第573章 钉子-《这帮溃兵有亿点强》

  在后方几公里外的一处隐蔽观察所里,范佛里特举着望远镜,面无表情地看着那片被火焰和硝烟彻底吞噬的山脉。

  “将军,没有任何生命,能在这种强度的炮火下幸存。”

  他身边的副官,声音里带着一丝被这地狱景象震撼到的颤抖。

  范佛特没有说话,他只是放下了望远镜,嘴角勾起一抹残忍的冷笑。

  在他看来,战争,已经结束了。

  炮火的轰鸣声渐渐平息,但大地依旧在神经质地抽搐。

  空气中弥漫着硝烟、泥土和一种令人作呕的焦糊气味。

  四圣山,曾经郁郁葱葱的山岭,此刻变成了一片翻滚着黑烟的焦土,

  山体的轮廓被硬生生削平,仿佛月球的表面。

  “进攻。”范佛里特吐出两个字,冷酷而简洁。

  命令像电流一样传遍了美军的攻击阵线。

  三个满编团,超过一万名士兵,如同开闸的洪水,在坦克的掩护下,向着那片死寂的山脉发起了全线冲击。

  他们走得并不快,甚至有些散漫。

  在他们看来,这并非一场战斗,而是一次武装游行,去接收一片被彻底消毒过的土地。

  “嘿,约翰,你说我们上去还能找到一块完整的石头吗?”一个年轻的士兵扛着枪,跟同伴开着玩笑。

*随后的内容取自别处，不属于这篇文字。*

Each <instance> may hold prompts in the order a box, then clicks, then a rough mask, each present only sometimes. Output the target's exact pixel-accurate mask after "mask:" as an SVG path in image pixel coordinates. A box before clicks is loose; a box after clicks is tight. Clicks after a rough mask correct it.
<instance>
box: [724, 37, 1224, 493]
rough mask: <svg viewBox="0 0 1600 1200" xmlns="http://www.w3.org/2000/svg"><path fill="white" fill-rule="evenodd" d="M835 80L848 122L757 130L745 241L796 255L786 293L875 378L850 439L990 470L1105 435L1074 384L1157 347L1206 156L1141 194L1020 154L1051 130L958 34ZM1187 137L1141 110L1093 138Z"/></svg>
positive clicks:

  “石头?我更希望能找到一瓶完整的龙国酒。我听说他们的酒很烈。”

  他们嘻嘻哈哈,仿佛在参加一场郊游。

  在经历了长达一年的“冷枪”噩梦后,这种毁天灭地般的炮火,让他们重新找回了身为强者的自信。

  然而,就在他们的前锋部队踏上四圣山焦黑的土地,

  距离那些被炸得扭曲的、所谓的“表面工事”不到三百米时,异变陡生!

  那片被认为绝不可能有生命存在的焦土,突然间,活了过来!

  一个个伪装得如同土堆、岩石般的坑道口,猛地被从内部推开。

  一个个浑身沾满泥土,脸上被熏得漆黑,只露出一双双血红眼睛的援朝军战士,

  如同从地狱里爬出的复仇恶鬼,端着枪,从地下钻了出来。

  他们没有口号,没有怒吼,只有一片死寂。

  死寂过后,是金属的风暴!

  “开火!”

  十七军前沿阵地,代号“钉子”的突出部,尖刀七连连长柴云关嘶哑地吼出了这两个字。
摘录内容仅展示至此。